Invece no. Il video si interrompe qui, sulla mano piena di schizzi scarlatti che stringe una stoffa candida che sfiora dolcemente l’animale, il quale sembra godere – nonostante il dolore che lo affligge – di quel tocco amorevole. Ma l’epilogo truce stravolge il senso di quanto è avvenuto, rivelando la vero significato del gesto del torero. Non si tratta di misericordia, bensì di diabolica spietatezza. Morante de la Puebla si è preso gioco della sua vittima, l’ha sbeffeggiata, ingannata, illusa, ridicolizzata prima di sferrare la pugnalata mortale.

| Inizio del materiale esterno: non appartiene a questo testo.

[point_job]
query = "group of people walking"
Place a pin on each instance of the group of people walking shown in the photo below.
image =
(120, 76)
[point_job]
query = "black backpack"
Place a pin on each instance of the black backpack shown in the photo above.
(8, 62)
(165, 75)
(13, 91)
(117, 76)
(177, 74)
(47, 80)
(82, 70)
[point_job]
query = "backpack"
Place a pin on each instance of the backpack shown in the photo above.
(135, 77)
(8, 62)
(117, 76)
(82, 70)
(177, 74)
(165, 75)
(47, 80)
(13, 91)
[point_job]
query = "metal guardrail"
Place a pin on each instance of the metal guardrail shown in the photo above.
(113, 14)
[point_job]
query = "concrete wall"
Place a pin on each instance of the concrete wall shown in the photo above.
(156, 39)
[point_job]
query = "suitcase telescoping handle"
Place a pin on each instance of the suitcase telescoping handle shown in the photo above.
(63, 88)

Dovrebbe essere uno spettacolo che esalta il coraggio e la destrezza del torero la corrida, in verità essa non è altro che la spettacolarizzazione dell’agonia di un essere vivente. Di chi lo macella non emergono le lodate virtù, bensì disumanità e vigliaccheria, poiché facile è combattere contro chi è disarmato e reso inoffensivo. Insomma, si tratta di uno show che ci rende di volta in volta peggiori, ma che tuttavia continua ad essere messo in scena e riproposto ad un pubblico che seguita ad apprezzarlo, come facevano gli antichi romani allorché assistevano alle esecuzioni capitali all’interno del Colosseo o alla tragica fine di schiavi e gladiatori dati in pasto a belve feroci. Sono trascorsi millenni, eppure resiste in noi quel tratto di crudeltà bieca che ci porta a gioire del dolore altrui e ad acclamare l’assassino.

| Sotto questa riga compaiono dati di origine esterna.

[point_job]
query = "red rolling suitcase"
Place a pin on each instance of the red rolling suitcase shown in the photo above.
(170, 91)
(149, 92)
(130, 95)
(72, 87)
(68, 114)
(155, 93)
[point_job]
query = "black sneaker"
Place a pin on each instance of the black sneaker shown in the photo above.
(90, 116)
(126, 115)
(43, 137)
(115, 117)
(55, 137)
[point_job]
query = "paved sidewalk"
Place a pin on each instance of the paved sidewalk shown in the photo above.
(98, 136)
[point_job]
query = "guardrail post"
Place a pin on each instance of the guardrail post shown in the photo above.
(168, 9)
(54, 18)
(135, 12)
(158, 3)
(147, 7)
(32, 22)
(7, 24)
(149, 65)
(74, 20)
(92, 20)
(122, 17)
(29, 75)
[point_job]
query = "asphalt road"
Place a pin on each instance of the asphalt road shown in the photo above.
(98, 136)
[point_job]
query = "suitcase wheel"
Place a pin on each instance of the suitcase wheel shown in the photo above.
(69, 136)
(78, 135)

Soltanto in Spagna durante le corride vengono mortalmente martoriati ogni 12 mesi oltre tre mila tori. Si stima che questo fiume di sangue generi un giro d’affari di oltre 3 miliardi di euro ogni anno (3,5 miliardi nel 2014), attirando milioni di spettatori da tutto il mondo. La tauromachia viene difesa nella sua patria e dal 2013 è considerata patrimonio culturale della penisola iberica. Ma qui c’entrano poco la cultura e tanto il business.

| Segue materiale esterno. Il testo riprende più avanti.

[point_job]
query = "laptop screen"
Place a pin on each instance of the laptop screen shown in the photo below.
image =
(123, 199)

I bovini, prima di essere obbligati al combattimento, vengono vessati e sfibrati per giorni, costretti al buio e al digiuno, privati pure dell’acqua e colpiti ai reni con dei pesi. Nei loro corpi vengono inseriti aghi, nelle narici e nella gola stoppia per ostacolargli la respirazione, sugli occhi viene applicato uno strato di vaselina al fine di annebbiarne la vista, le zampe vengono irritate con la trementina, per indurli a non stare fermi. Insomma, il toro entra nell’arena già terrorizzato e svigorito, con un arpione conficcato tra collo e scapole. Viene infilzato con lance acuminate da due picadores a cavallo, mentre tre banderilleros piantano nelle carni dell’animale tre arpioni in acciaio lunghi circa 6 cm e larghi 4. Più il toro corre disorientato in cerca di una via di fuga, più queste fiocine affondano nelle sue membra provocandogli una sofferenza atroce e stremandolo.
Insomma, il bovino viene consegnato al matador già quasi esanime. La corrida è il retaggio di una manifestazione dell’epoca medioevale in cui gli aristocratici dimostravano il proprio onore. Ma qualcuno dovrebbe spiegarci, se ce la fa, cosa ci sia mai di nobile nel massacrare chi è indifeso e boccheggiante. Chi piange e mesto implora aiuto guardandoci negli occhi.